* Aurora Biosciences Corp., of San Diego, sublicensed SIBIA Neurosciences Inc.'s transcription-based assay technology to Eli Lilly and Co., of Indianapolis, for use in conjunction with Aurora's drug screening technologies. La Jolla, Calif.-based SIBIA will receive up-front and annual maintenance payments, as well as future royalities. Under a cross-licensing agreement between SIBIA and Aurora, each company has limited rights to use and sublicense certain of the other's patents and asasy technologies.
* Integra LifeSciences Corp., of Plainsboro, N.J., extended a licensing and distribution agreement with Johnson & Johnson, covering a percutaneous infection control device. Terms were not disclosed.
* Emisphere Technologies Inc., of Hawthorne, N.Y., and Elan Corp. plc, of Dublin, Ireland, wrapped Phase I trials of oral heparin on a positive note. In two separate studies, the companies found various formulations and dosing regimens to be well tolerated, with one study showing dose-dependent increases in clotting times well within the therapeutic range for heparin. Elan is exercising warrants for 250,000 common shares in Emisphere at $16.25 per share, yielding $4 million for Emisphere.

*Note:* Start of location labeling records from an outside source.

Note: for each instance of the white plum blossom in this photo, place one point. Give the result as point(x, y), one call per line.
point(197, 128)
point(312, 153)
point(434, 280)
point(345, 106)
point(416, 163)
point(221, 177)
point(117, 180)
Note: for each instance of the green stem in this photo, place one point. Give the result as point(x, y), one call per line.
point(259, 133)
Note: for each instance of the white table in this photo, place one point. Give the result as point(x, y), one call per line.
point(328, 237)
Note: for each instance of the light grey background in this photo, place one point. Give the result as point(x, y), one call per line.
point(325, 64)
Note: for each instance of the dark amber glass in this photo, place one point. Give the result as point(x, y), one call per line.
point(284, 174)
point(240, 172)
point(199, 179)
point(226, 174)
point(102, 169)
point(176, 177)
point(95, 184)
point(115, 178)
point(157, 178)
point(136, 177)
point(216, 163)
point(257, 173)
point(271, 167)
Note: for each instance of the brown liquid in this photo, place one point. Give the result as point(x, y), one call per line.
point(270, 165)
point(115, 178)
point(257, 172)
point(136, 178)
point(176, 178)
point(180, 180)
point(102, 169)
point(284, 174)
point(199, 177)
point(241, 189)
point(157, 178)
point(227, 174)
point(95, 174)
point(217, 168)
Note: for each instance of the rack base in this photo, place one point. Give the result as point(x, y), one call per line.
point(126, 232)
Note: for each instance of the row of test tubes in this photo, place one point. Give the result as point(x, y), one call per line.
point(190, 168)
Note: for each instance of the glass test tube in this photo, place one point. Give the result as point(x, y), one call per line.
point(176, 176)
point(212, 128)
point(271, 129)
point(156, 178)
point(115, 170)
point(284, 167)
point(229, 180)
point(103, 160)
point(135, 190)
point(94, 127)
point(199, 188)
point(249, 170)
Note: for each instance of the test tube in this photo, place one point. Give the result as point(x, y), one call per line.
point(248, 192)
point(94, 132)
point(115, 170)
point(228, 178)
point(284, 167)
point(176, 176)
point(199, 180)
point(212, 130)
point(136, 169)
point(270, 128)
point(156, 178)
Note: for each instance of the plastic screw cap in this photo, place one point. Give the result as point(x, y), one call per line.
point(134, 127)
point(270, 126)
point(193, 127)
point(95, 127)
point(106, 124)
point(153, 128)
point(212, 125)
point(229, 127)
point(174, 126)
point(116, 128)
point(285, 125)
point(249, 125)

* Geron Corp., of Menlo Park, Calif., and the University of Texas Southwestern Medical Center, in Dallas, successfully extended the lifespan of normal human cells using the enzyme telomerase. Results were published in the Jan. 16, 1998, issue of Science. According to the company, telomerase is an "immortalizing" enzyme that imparts replicative immortality when expressed in reproductive and cancer cells. The gene for the telomerase protein was recently isolated by Geron and collaborators at the University of Colorado, in Boulder.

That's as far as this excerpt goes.